195 "Open Our Eyes" is not the lovely choral piece I remember from college, but a banal little CCM ditty by Bob Cull. The sum total of its lyrics is: "Open our eyes, Lord, we want to see Jesus to reach out and touch Him and say that we love Him. Open our ears, Lord, help us to listen. Open our eyes, Lord, we want to see Jesus." I can't quite make out what this cloud of poetical fluff is supposed to mean in a church that denies the power of the sacraments. Where are you supposed to see Jesus? In your pious spiritual imagination? Which eyes, then, are we talking about? There's a tiny hint about listening to His Word, but the stress falls so strongly on this mysterious eye-opening business that the listening bit almost doesn't matter. Whatever reality we are talking about in this song, it is evidently one where we can approach Jesus without sacramental means, and where the burden is on us to reach out and touch Him, and say that we love Him—rather than being reached, touched, and loved by Him.
196 "Pass It On" (It only takes a spark) is the Christian scout-troop campfire-singalong ditty par excellence. Kurt Kaiser's text and tune have exactly the same pith as the Coca-Cola jingle "I'd like to teach the world to sing." He uses a couple of wholesome analogies (a warm fire, springtime) to describe "how it is with God's love once you've experienced it," then concludes by saying, "I wish for you, my friend, this happiness that I've found..." It's the kind of emotionally manipulative love-bombing on which cults are built. If, that is, you can stand to be hugged, metaphorically or otherwise.

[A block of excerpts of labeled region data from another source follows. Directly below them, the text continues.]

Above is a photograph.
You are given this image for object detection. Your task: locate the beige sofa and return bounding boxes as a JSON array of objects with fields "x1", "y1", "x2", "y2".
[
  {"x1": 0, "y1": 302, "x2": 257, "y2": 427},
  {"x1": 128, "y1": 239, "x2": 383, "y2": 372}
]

199 "Praise God, Praise Him" (whose first line, confusingly, is "Praise God from whom all blessings flow") is a 20th-century hymn from the south of India, translated from V. M. Iyer's original Tamil by the late Daniel Niles. The tune TANDANEI is credited to "Carnatic Tamil," which being translated means (I think) the Tamil-speaking minority in the Indian state of Karnataka. It's a dancelike little number that imposes a bizarre poetic meter on its text, resulting in such lines as "His the cup, so dare it. His the yoke, so bear it. His the sword, so wear it. His the load, so bear it." The first stanza is all praise. The other three alert Zion that her Savior, Bridegroom, and Master is coming, urging her to meet him in the appropriate fashion. It strikes me as altogether law-oriented. For example, "There is All your service to be rendered, your self surrendered." There's even a touch of "You can run but you can't hide."
And so AGPS goes, through Hymn 200! Have you noticed that the hymns are arranged in alphabetical order by title, without regard for purpose, topic, or season of the church year? I've studied many hymnals, including several children's hymnals, and I've never seen this method of arrangement before. You might think it would be convenient to have the songs organized this way. But the only convenience I can see in it is enabling song-leaders to find a particular piece that they already know by name, without having to consult an index of titles or first lines. To find out what's available on a given topic, meanwhile, you have to consult the book's Topical Index, or perhaps its Scriptural Index. No big deal. I just think it points up an interesting shift of emphasis in the suggested methodology of using the book.